Did you ever notice how young children have high career aspirations? They want to be professional athletes, singers, or even “professional YouTubers.” Yes, that’s really an aspiration for children today.
However, as they age, students begin to see or feel the reality of the world and move toward more realistic job aspirations: medical, business, engineering, etc.
These insights come from a randrr study of dream jobs from a student’s point of view, surveying more than 800 individuals to understand preferences and interests.
This is interesting from a workplace perspective because these students are going to be entering the workforce within the next few years. I would pretty confidently say that I’m doing my dream job currently as a researcher and writer, but I’d hazard to guess that my role isn’t in the top five dream jobs for most students. While we often lament about engagement (or a lack thereof) in the workplace, we don’t often consider the aspirations of individuals from a career perspective.
At the same time, we know that career development is one of the primary methods for engaging and retaining workers. When we combine this conversation about aspirations with Gallup data on how well college prepares people for the workplace, it clearly shows that there is a gap.
- 96% of university leaders think their programs are effective at preparing students for the world of work
- 14% of Americans think that college graduates are well-prepared for workplace success
- 11% of business leaders think college graduates have the right business competencies
From a learning perspective, we can’t expect formal education to teach us everything we need to know, and that’s where on the job experience and training plays a critical part in filling those gaps. Growth opportunities. Skill development. These components make up the currency that workers need to succeed today.
The HR Technology Side of the Equation
Several technology providers have focused on the career pathing and career mobility market in the last few years, but one of the issues with some of those tools is that they only consider internal opportunities.

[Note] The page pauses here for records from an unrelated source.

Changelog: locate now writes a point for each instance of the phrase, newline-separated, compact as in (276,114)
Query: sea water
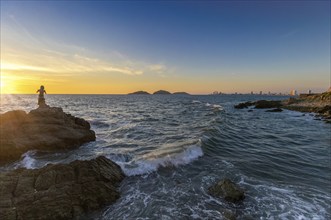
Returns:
(173,147)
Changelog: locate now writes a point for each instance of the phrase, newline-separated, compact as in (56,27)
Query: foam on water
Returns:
(28,161)
(140,167)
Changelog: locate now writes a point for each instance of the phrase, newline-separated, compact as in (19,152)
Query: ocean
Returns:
(173,147)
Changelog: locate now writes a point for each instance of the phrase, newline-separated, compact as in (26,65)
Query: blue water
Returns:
(172,148)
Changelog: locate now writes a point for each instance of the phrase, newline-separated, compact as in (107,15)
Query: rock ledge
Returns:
(61,191)
(45,128)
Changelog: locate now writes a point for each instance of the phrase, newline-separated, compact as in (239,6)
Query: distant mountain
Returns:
(181,93)
(161,92)
(139,93)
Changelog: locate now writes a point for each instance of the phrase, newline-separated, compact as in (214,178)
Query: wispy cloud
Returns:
(24,51)
(290,33)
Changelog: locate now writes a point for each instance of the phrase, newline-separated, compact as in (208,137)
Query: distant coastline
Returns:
(159,92)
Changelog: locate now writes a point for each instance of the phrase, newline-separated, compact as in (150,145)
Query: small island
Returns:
(311,103)
(181,93)
(139,93)
(162,92)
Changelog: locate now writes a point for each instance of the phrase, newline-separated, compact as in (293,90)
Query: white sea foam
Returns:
(140,167)
(28,161)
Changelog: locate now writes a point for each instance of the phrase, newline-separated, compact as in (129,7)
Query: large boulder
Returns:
(46,128)
(227,190)
(62,191)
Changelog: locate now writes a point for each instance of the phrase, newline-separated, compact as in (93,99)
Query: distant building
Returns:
(294,92)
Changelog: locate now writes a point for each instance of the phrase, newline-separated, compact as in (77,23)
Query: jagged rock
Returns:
(275,110)
(62,191)
(317,103)
(45,128)
(227,190)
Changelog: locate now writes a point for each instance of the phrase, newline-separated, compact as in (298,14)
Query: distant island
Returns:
(139,93)
(161,92)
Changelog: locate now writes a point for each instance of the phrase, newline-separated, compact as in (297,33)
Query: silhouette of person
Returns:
(41,98)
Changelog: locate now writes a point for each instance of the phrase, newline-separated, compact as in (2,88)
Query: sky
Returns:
(118,47)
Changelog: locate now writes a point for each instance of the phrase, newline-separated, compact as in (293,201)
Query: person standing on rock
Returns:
(41,98)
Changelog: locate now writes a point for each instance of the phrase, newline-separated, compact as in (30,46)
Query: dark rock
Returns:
(229,215)
(45,128)
(59,191)
(275,110)
(227,190)
(161,92)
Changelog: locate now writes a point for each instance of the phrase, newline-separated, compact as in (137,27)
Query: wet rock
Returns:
(45,128)
(227,190)
(229,215)
(59,191)
(275,110)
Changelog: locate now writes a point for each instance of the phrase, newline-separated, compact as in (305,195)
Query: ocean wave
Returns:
(140,167)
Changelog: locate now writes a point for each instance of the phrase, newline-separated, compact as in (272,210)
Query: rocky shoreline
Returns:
(45,128)
(314,103)
(61,191)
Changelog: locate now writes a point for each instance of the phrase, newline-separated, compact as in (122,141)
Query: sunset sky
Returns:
(82,47)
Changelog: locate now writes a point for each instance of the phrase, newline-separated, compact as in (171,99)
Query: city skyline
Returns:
(197,47)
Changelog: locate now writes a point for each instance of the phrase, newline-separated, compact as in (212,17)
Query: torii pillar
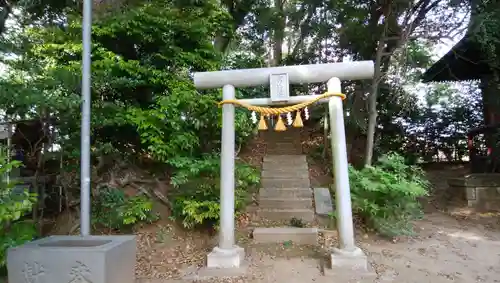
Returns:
(227,254)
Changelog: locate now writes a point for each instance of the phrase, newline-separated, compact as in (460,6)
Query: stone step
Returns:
(285,203)
(285,159)
(306,215)
(274,182)
(275,167)
(292,174)
(304,236)
(290,193)
(285,151)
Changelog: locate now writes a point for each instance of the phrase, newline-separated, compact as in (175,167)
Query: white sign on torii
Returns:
(227,254)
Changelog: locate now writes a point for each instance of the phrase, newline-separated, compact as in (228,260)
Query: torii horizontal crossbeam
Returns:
(314,73)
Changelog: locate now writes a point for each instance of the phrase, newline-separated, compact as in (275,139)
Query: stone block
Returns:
(285,203)
(289,193)
(292,173)
(323,201)
(63,259)
(354,260)
(220,258)
(286,214)
(276,182)
(304,236)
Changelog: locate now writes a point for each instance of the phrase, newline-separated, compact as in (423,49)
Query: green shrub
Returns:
(14,230)
(114,210)
(197,197)
(387,194)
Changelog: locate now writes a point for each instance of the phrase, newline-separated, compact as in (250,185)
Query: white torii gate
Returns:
(228,254)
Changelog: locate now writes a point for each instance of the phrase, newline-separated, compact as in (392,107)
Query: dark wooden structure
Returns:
(467,61)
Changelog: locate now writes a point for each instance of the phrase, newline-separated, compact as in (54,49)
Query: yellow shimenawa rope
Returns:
(281,110)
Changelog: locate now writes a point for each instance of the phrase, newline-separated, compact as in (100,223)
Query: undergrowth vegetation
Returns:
(15,203)
(113,209)
(197,202)
(386,195)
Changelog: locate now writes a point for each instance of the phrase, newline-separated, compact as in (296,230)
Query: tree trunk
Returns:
(279,32)
(372,100)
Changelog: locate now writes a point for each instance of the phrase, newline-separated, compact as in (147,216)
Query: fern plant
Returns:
(386,195)
(14,204)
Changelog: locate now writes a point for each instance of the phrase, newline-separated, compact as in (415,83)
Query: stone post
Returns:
(347,254)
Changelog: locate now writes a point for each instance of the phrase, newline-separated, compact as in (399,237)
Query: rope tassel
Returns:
(280,126)
(298,120)
(262,123)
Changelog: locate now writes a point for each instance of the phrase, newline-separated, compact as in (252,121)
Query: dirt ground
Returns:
(452,244)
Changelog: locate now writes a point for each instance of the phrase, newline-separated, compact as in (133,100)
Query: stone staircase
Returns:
(285,192)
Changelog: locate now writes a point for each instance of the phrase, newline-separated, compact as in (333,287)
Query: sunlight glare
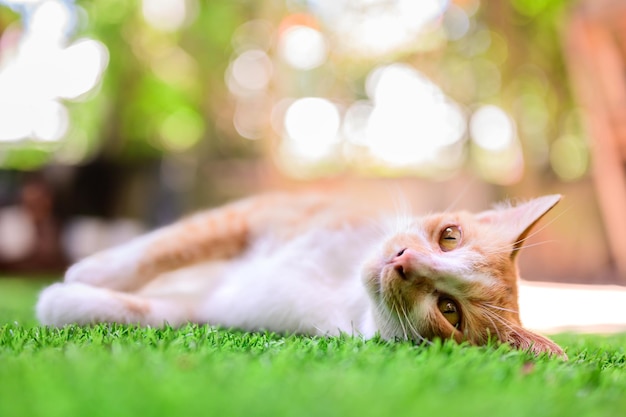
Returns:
(303,47)
(412,120)
(167,15)
(311,125)
(252,70)
(44,69)
(491,128)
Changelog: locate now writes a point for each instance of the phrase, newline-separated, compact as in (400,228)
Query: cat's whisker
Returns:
(406,337)
(502,321)
(501,308)
(508,249)
(495,327)
(539,230)
(414,331)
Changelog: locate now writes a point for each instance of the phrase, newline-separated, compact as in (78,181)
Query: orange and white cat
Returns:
(311,264)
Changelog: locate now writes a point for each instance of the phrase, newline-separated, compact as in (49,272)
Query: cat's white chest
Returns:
(310,284)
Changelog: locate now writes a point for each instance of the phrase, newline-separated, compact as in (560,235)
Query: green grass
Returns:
(199,370)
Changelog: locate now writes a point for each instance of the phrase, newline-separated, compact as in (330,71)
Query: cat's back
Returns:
(289,215)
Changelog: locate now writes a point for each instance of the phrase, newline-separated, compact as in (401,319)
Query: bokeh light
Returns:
(412,119)
(168,15)
(303,47)
(43,69)
(311,126)
(569,157)
(250,71)
(491,128)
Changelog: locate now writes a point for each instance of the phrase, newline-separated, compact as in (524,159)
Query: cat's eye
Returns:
(450,311)
(450,238)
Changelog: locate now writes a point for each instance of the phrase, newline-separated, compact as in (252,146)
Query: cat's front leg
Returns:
(77,303)
(118,268)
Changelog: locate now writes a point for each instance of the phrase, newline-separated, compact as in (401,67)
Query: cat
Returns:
(315,264)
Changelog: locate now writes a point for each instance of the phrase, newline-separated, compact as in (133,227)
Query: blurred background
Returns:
(120,116)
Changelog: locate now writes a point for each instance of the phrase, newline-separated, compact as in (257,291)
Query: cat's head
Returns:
(454,275)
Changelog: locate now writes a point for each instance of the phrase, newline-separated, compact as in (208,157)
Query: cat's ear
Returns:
(514,223)
(522,339)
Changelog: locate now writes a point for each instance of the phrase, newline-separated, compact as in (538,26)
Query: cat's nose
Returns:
(401,262)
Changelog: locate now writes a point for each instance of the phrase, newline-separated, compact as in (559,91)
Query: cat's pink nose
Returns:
(401,263)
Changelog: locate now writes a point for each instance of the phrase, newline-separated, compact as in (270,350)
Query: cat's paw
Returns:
(61,304)
(114,269)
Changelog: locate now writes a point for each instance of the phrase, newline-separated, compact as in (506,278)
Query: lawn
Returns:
(200,370)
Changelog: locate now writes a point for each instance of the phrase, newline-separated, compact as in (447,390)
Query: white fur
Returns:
(304,286)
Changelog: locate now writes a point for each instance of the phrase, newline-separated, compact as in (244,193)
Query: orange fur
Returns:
(404,277)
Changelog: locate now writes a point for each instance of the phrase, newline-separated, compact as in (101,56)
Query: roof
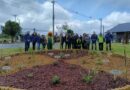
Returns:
(125,27)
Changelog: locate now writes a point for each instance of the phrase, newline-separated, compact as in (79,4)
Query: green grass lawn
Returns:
(117,48)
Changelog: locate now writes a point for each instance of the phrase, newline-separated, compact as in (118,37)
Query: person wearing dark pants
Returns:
(27,39)
(34,40)
(108,40)
(78,44)
(100,46)
(101,42)
(86,41)
(43,42)
(62,41)
(94,39)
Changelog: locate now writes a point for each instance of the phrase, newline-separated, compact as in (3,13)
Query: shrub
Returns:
(30,75)
(55,80)
(99,62)
(55,63)
(87,79)
(84,62)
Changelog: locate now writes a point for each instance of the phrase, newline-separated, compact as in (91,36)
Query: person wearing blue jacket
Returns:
(34,39)
(38,41)
(108,40)
(27,40)
(94,39)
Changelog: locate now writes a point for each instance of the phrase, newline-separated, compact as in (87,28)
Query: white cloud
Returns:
(37,15)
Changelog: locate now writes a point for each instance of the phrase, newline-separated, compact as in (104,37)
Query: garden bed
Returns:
(71,78)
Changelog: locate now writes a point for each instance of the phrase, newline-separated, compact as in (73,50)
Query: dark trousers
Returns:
(108,46)
(94,45)
(86,46)
(27,46)
(101,46)
(69,45)
(62,45)
(43,46)
(49,46)
(34,44)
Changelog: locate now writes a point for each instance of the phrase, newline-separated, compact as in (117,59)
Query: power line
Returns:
(76,12)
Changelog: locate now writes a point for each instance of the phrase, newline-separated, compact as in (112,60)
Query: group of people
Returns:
(37,40)
(69,41)
(85,41)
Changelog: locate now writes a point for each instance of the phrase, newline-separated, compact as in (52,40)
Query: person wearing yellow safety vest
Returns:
(101,41)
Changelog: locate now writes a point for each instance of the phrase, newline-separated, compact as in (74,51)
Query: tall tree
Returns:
(12,29)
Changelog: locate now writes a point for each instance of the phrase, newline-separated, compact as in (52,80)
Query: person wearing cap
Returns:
(101,42)
(62,41)
(94,39)
(43,41)
(86,41)
(108,40)
(34,40)
(50,41)
(38,41)
(27,39)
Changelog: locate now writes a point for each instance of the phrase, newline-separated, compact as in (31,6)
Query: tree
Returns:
(67,28)
(12,29)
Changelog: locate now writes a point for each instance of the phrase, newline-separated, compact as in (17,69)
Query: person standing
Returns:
(108,40)
(101,42)
(62,41)
(50,41)
(94,39)
(27,39)
(78,44)
(34,39)
(43,41)
(38,41)
(86,41)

This might not be an issue for employers with tens of thousands of employees, but the vast majority of firms have much smaller employee populations. If your company doesn’t have a job that fits your ultimate interests, then that path won’t be open to you.

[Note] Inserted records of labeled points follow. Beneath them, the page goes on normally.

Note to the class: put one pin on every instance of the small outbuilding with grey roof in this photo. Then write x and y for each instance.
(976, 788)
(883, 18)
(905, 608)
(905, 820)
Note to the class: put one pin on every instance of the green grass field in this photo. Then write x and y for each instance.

That’s what intrigues me about the technologies that take a broader approach to skills from a market perspective, because they look at this question outside the walls of a single organization. Candidates can use these tools to learn about careers and opportunities across the job market, including how their skills fit into the big picture.

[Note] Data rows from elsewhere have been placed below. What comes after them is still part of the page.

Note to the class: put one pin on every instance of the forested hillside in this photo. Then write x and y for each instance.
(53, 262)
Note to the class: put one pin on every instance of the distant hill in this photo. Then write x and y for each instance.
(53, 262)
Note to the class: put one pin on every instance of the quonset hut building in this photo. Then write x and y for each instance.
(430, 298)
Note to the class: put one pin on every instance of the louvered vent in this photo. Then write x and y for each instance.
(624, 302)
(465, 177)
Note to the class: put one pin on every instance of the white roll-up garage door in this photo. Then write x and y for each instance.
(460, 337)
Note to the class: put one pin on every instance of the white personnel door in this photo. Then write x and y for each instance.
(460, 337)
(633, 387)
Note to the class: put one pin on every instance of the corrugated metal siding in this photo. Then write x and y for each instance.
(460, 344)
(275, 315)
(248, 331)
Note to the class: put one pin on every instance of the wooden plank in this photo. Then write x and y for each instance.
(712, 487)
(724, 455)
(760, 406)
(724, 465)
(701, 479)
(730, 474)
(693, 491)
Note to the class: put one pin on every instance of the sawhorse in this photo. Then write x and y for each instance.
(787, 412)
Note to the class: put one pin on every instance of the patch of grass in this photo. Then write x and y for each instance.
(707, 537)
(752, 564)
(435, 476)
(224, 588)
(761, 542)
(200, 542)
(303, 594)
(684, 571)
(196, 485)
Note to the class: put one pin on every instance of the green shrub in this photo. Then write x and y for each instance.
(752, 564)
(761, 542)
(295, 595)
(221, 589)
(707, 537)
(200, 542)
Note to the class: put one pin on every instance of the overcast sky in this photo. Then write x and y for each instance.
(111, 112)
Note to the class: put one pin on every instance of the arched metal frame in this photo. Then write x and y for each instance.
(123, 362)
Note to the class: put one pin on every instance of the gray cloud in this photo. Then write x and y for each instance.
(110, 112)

From an employer perspective, this kind of system can help to answer the question for both candidates and employees about what kinds of roles are available and what sort of skills are necessary to perform those jobs.
While students may get more realistic about their career prospects as they age, it’s likely that what they want to do most is not going to manifest itself in their first job, or even in their first few jobs, in some cases. Instead, they will learn over time what kinds of work they do and don’t enjoy, and their career path will take successively closer approximations to that “dream job,” however they define it.
Technologies that help workers to do this may ultimately help to solve some of the pervasive engagement problem that faces employers today, helping them to see a clear path toward the kinds of competencies and skills they want to build and the jobs that will leverage those capabilities, whether they exist today or not.